Save a few recent Tweets from nostalgia master Frank Ocean, though, the Harlem Shake has been out of the modern public consciousness. This isn't exactly surprising. Fad dances tend to have a very short shelf life. (See: Dougie, Bernie, Stanky Legg.) But then last year, "it DJ" Baauer released the banger "Harlem Shake," which featured maybe the most incredible bass line of any song of 2012:

This week, the song spurred a weeeeeird series of viral videos. And they've had everyone in the office dying. The best I could tell, the craze all started with the below clip, which is probably the weakest of the series so don't get mad at me if you choose the watch the whole thing:

A format soon was established.

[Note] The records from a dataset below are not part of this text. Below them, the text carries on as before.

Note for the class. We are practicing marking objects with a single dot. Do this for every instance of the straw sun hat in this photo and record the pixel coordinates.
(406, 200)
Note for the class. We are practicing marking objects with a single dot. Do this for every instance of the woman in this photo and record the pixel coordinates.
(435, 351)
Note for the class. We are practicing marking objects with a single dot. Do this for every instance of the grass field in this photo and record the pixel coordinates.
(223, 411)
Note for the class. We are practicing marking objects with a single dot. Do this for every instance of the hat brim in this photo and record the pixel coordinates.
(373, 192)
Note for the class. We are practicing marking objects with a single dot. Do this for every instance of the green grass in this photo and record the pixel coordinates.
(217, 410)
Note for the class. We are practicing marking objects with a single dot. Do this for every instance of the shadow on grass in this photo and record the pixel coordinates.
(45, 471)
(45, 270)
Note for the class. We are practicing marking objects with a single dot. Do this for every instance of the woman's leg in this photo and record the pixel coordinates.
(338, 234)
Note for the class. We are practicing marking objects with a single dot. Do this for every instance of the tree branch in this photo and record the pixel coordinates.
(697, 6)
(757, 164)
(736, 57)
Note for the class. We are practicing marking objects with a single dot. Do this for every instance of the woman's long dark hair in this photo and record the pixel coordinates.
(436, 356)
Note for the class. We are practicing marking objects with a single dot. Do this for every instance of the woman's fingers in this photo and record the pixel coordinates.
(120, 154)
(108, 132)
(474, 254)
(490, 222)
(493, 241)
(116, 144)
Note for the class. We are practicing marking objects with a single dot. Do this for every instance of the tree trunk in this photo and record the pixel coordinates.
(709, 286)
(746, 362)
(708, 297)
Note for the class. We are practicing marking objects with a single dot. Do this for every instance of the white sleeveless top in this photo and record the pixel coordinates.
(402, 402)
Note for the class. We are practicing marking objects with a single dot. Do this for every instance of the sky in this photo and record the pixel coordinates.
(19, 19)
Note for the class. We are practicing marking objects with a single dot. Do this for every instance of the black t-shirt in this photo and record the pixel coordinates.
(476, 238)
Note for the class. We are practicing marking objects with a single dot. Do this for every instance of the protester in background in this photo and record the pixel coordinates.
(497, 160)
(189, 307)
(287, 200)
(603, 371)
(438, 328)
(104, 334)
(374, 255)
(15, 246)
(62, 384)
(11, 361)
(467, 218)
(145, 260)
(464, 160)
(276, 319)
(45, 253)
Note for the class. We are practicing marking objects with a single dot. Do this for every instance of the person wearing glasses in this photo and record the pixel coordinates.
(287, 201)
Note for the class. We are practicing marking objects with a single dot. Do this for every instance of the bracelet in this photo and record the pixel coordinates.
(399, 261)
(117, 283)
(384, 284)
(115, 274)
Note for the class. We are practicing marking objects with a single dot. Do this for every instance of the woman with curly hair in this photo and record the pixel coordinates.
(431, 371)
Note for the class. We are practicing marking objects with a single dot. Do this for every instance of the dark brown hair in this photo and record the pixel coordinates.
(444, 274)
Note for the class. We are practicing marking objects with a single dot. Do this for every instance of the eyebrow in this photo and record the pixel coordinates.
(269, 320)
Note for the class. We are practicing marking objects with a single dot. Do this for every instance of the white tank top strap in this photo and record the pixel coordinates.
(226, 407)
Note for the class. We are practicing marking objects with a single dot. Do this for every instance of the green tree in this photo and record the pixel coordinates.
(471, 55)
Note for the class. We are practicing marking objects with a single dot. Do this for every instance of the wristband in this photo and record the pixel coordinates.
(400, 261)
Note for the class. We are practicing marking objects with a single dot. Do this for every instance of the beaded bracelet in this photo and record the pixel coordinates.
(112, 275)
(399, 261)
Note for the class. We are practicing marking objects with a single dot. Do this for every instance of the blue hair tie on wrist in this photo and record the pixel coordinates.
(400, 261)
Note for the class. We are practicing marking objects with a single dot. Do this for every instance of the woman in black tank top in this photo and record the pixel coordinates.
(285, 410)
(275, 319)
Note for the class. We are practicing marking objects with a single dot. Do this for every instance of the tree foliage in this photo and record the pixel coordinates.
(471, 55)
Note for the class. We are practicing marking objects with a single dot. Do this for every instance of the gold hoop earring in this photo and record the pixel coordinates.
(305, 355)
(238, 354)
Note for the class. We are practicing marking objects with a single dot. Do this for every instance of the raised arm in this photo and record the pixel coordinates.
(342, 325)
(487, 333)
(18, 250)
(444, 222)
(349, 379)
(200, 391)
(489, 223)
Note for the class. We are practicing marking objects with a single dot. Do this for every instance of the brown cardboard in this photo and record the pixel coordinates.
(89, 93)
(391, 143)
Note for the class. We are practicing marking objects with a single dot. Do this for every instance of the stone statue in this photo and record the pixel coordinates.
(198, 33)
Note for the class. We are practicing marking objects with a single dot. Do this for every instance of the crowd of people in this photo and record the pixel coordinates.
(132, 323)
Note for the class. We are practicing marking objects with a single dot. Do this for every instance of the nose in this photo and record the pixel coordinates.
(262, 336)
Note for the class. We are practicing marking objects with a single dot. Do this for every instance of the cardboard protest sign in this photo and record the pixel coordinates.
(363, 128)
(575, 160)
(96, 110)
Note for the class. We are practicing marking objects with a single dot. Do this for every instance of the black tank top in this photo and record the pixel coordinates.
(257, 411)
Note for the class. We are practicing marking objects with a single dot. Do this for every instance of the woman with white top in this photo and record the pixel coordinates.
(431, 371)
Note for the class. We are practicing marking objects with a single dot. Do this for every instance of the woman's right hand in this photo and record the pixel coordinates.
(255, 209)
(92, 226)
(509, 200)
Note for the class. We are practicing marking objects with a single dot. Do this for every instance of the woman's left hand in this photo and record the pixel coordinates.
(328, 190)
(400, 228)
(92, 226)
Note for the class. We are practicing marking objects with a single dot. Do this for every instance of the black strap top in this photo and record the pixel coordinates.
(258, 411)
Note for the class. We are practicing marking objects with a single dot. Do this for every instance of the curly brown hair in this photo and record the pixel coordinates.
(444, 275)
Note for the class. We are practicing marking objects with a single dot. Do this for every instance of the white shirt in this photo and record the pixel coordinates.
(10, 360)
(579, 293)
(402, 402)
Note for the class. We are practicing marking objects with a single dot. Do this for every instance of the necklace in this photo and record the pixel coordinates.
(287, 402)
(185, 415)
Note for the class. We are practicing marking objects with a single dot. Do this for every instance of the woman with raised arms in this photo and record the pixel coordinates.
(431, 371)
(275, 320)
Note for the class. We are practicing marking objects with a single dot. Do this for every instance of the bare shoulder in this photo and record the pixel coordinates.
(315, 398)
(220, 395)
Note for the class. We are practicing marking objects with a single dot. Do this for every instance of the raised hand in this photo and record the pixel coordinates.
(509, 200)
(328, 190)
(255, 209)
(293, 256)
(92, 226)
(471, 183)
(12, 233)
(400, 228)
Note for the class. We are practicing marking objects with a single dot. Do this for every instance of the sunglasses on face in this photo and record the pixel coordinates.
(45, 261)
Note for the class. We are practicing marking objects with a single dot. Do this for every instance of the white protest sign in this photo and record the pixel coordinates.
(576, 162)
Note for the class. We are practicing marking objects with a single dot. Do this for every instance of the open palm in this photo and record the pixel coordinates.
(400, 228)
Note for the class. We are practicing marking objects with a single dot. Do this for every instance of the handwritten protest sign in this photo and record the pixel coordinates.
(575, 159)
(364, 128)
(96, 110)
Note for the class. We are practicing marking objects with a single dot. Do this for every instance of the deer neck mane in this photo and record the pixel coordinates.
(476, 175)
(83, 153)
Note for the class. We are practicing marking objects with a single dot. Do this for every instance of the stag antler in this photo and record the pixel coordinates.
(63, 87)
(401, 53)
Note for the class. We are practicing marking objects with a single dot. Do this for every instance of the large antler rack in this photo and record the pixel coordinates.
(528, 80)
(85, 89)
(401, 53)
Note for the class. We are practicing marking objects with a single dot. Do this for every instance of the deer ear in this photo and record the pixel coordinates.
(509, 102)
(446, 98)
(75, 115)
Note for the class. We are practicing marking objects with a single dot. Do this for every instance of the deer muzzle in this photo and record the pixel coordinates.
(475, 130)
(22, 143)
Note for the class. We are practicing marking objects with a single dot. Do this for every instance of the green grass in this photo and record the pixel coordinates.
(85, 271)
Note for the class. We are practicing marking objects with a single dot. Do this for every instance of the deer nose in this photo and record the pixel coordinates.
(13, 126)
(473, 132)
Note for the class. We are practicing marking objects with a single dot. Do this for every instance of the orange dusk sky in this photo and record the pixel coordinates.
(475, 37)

They all feature, at first, a guy in a motorcyle helmet dancing solo, then the bass line will drop, and there's a jump cut to everyone else in the room joining in.

And it's all led to today's video, the "college version"—undeniably the "Canadian Old School" of the "Harlem Shake" craze. It comes to you from Medway-Sydenham Hall, a residence for about 613 students located at the University of Western Ontario.

This is what the Internet is all about, people. A killer song, a stupid meme, a nostalgic throwback to 2001 and, most importantly, bites of dumb hilarity that come in 30-second bursts. Well done all around.